Eventually, he reproduced, and the result was an exact copy of Ralph. It is easy to think of the copy as a twin, an identical twin, but it was still more than that.
Ralph had not only created a physically identical twin, he was also a mentally identical twin. According to Ralph, their brain matter intertwined at the quantum level—via what physicists call ‘quantum entanglement.’ They shared exactly the same memory, emotions, thoughts, and beliefs, though they were in two different places—one stayed on the moon, while the other flew a large cylinder down to Earth.
From his perspective, he was in two different places at once.

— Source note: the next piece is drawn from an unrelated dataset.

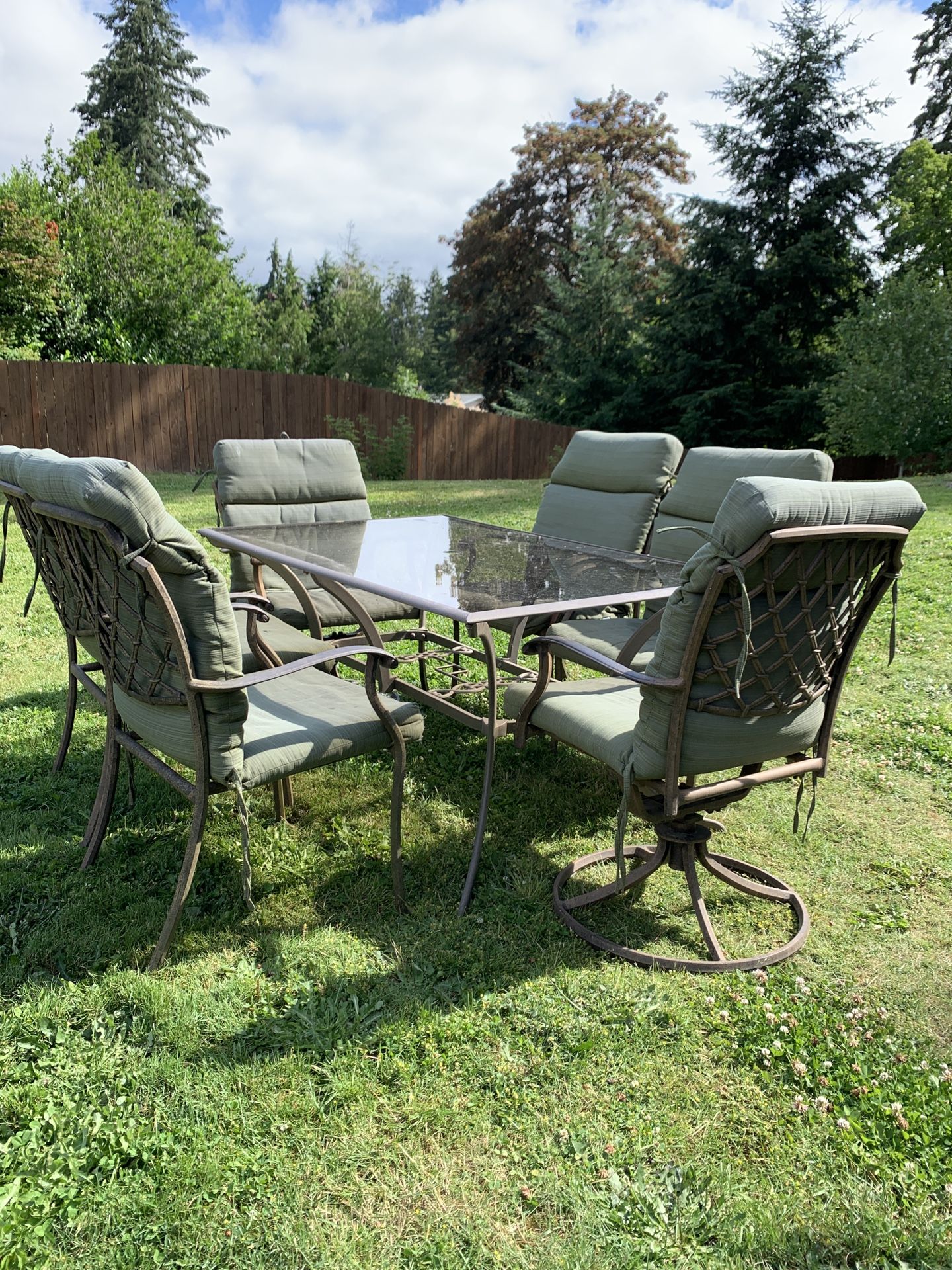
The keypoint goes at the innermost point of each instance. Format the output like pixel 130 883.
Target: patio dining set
pixel 684 620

“So your twin was a carbon copy of you, mentally and physically?”
“Well, a silicon copy.”
Everything Ralph ever said about his externalized ego was true, but there was another reason he didn’t wan
t anyone to see his ego—as soon as anyone physically observed his ego, it would decohere the quantum entanglement, thereby separating his mental identity from his twin. So when Ralph revealed his ego to Dekon and the other Kardashian guards, he killed them all and simultaneously ended the entanglement. Only then did their mental identity end.
The last thing Ralph did, before dying aboard the Kardashian ship, was disintegrate those terrible sky banners. Ralph, the one that is alive with me on the moon, could not have done it. It had to be done from a Kardashian computer terminal, just as the destruction of the fleet required internal access. On the other hand, Ralph was able to incinerate his cylinder from the moon.
It took more than a few Earth days to explain all of this to me, and I never understood it completely. I asked him, “But if your twin, I mean the one that was on the Kardashian ship with me, died from embarrassment, how come you didn’t?”
“Once my twin’s ego was exposed, the entanglement ended, and I stopped experiencing what my twin experienced. I never felt the full horror of my ego’s exposure. For me, it lasted less than a terrible second. Then it was over. I’m sorry I didn’t reveal my secret identity earlier, but, as you can see, this isn’t easy to explain.”
His twin was identical physically and mentally, and also morally.
“Moral identity is the highest type of identity,” he said. Though they could operate independently, one twin could never do something the other wouldn’t. Guilt by one was instantaneously shared by the other.
“The guilt was nonlocal, something Einstein would have a hard time with,” he said.
“So you were responsible for what your twin did?”
“Yes. We knew what we were doing.”
Ralph was responsible for the genocide of an entire race of beings he fathered.
“Violence was my greatest fear,” he said. “And now you must do the same.”
“I don’t understand.”
“Markus, have you forgotten your greatest fear?”